Pada bulan Januari 2014, laporan lebih lanjut mengungkapkan kemampuan badan intelijen untuk mencegat informasi pribadi yang dikirimkan melalui Internet oleh jejaring sosial dan aplikasi populer lainnya seperti Angry Birds, yang mengumpulkan informasi pribadi pengguna mereka untuk iklan dan alasan komersial lainnya. GCHQ telah, menurut The Guardian, panduan gaya wiki dari berbagai aplikasi dan jaringan periklanan, dan data berbeda yang dapat disedot dari masing-masing.
Belakangan minggu itu, pengembang Angry Birds Finlandia Rovio mengumumkan bahwa mereka mempertimbangkan kembali hubungannya dengan platform iklannya dalam kasus ini, dan menyerukan kepada industri yang lebih luas untuk melakukan hal yang sama.
Dokumen-dokumen itu mengungkapkan upaya lebih lanjut oleh badan-badan intelijen untuk mencegat pencarian dan permintaan Google Maps yang dikirim dari Android dan smartphone lainnya untuk mengumpulkan informasi lokasi secara massal.
NSA dan GCHQ menegaskan bahwa kegiatan mereka sesuai dengan semua hukum domestik dan internasional yang relevan, meskipun Guardian menyatakan "pengungkapan terbaru juga dapat menambah kekhawatiran publik tentang bagaimana sektor teknologi mengumpulkan dan menggunakan informasi, terutama bagi mereka yang berada di luar AS, yang menikmati perlindungan privasi lebih sedikit daripada orang Amerika. "
Bocoran dokumen yang diterbitkan oleh WikiLeaks, dengan nama kode Vault 7 dan bertanggal dari 2013–2016, menjelaskan kemampuan Central Intelligence Agency (CIA) untuk melakukan pengawasan elektronik dan perang cyber, termasuk kemampuan untuk mengkompromikan sistem operasi kebanyakan smartphone (termasuk Android).
Ancaman Keamanan Umum Android
Penelitian dari perusahaan keamanan Trend Micro mendaftar penyalahgunaan layanan premium sebagai jenis malware Android yang paling umum, di mana pesan teks dikirim dari telepon yang terinfeksi ke nomor telepon premium tanpa persetujuan atau bahkan pengetahuan pengguna.
Malware lain menampilkan iklan yang tidak diinginkan dan mengganggu pada perangkat, atau mengirim informasi pribadi ke pihak ketiga yang tidak sah.

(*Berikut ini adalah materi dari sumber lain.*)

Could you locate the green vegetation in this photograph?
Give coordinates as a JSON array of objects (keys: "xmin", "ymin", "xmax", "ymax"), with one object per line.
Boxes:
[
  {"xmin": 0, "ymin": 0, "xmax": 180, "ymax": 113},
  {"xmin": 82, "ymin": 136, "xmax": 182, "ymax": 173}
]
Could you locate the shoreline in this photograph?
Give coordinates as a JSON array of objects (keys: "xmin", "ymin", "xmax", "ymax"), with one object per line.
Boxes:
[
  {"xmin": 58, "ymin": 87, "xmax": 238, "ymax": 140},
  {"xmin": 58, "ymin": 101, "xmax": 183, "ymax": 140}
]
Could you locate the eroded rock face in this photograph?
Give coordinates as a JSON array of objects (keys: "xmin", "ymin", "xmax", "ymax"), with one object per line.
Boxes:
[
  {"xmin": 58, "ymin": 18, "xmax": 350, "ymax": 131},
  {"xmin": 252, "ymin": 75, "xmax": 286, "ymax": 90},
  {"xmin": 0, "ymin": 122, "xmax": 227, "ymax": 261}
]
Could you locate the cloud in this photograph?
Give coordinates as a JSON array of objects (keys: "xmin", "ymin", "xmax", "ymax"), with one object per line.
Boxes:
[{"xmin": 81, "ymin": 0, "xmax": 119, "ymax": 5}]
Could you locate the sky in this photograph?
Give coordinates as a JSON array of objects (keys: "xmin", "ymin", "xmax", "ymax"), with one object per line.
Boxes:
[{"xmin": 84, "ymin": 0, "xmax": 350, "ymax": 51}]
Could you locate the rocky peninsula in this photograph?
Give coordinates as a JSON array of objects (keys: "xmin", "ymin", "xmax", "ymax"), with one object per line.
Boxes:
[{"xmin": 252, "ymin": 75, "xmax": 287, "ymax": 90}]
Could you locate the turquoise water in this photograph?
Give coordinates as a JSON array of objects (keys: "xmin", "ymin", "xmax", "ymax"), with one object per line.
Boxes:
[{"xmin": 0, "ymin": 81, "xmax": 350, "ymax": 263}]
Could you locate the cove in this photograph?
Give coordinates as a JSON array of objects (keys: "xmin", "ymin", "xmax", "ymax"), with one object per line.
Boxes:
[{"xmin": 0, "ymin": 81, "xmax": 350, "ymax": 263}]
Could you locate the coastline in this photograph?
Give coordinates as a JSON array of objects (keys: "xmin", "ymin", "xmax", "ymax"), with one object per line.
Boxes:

Ancaman keamanan di Android dilaporkan tumbuh secara eksponensial.
Namun, para insinyur Google berpendapat bahwa ancaman malware dan virus di Android dibesar-besarkan oleh perusahaan keamanan karena alasan komersial, dan menuduh industri keamanan bermain ketakutan untuk menjual perangkat lunak perlindungan virus kepada pengguna.
Google menyatakan bahwa malware berbahaya sebenarnya sangat langka, dan survei yang dilakukan oleh F-Secure menunjukkan bahwa hanya 0,5% malware Android yang dilaporkan berasal dari Google Play store.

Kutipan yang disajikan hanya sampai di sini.